Katro is a traditional mancala game played by the Betsileo people in the Fianarantsoa Province of Madagascar. The game was first described by Alex de Voogt in 1998.

==Rules==
Katro is played on a 6 × 6 board (6 rows of 6 pits each). Each player controls half of the board (three rows). At game setup, two seeds are placed in each pit.

At his or her turn, the player relay sows the seeds from one of his or her pits, with the constraint that the chosen pit must be in the outermost non-empty row. As with most mancala-IV (i.e., mancalas with 4 rows), sowing is confined to the player's own rows. Sowing may occur in two "directions". Consider the following scheme:

 a b c d e f
 l k j i h g
 m n o p q r
 M N O P Q R
 L K J I H G
 A B C D E F

The southern player can either sow like this:

 A B C D E F G H I J K L M N O P Q R A B C....

or like this:

 F E D C B A L K J I H G R Q P O N M F E D....

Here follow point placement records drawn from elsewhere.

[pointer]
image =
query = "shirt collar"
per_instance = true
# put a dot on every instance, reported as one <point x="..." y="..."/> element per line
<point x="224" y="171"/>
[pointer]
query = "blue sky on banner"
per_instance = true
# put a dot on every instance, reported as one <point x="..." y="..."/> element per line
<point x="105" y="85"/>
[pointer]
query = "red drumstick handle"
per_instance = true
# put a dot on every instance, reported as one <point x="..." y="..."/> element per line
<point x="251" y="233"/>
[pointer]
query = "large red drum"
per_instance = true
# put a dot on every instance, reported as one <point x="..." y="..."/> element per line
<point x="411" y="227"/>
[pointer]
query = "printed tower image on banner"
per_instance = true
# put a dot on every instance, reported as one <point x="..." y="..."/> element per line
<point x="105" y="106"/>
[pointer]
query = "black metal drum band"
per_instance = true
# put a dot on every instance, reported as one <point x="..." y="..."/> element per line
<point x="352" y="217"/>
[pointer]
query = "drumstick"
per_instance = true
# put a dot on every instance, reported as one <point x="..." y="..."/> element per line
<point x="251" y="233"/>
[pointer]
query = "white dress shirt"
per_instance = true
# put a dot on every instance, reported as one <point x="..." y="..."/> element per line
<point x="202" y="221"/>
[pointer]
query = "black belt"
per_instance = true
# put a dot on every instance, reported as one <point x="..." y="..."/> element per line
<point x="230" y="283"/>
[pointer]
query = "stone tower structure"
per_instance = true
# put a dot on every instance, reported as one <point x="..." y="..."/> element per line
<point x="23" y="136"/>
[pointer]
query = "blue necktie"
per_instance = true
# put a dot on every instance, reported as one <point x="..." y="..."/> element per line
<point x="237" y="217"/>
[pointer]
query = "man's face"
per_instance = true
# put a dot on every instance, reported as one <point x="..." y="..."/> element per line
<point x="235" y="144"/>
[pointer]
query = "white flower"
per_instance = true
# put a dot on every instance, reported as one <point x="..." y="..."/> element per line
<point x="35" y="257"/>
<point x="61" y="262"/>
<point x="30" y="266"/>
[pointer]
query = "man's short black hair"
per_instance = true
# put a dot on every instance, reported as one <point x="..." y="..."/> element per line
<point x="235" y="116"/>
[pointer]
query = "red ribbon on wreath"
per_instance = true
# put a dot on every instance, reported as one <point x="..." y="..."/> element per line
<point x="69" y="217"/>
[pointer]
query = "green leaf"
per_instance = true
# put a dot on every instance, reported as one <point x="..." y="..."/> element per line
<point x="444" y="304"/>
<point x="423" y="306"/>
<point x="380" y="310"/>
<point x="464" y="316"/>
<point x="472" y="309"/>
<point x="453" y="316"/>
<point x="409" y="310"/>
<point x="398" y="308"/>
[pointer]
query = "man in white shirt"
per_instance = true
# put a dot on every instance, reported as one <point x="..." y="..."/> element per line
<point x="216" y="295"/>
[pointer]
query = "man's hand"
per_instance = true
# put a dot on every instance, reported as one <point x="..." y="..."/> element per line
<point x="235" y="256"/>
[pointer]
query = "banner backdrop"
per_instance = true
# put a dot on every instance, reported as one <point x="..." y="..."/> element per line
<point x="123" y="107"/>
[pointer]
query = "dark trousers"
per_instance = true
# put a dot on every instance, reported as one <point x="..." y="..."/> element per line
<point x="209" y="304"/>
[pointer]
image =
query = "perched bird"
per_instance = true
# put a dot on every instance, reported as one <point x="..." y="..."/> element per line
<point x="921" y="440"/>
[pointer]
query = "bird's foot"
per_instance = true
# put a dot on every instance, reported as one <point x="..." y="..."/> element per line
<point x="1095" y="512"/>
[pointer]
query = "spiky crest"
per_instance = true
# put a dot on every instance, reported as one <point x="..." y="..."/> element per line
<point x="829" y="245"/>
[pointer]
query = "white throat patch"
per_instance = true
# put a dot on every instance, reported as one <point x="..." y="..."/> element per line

If the last seed of the sowing is dropped in an empty pit, this may cause a capture if the following applies:

- the pit where the seed was dropped is in the innermost non-empty row;
- the opponent has a non-empty pit in his or her innermost non-empty row, in the same column.

If both conditions apply, all the seeds from the opponent's pit are captured, as well as the capturing seed. The player then resumes sowing, using the captured seeds.

The first player to be left without seeds loses the game.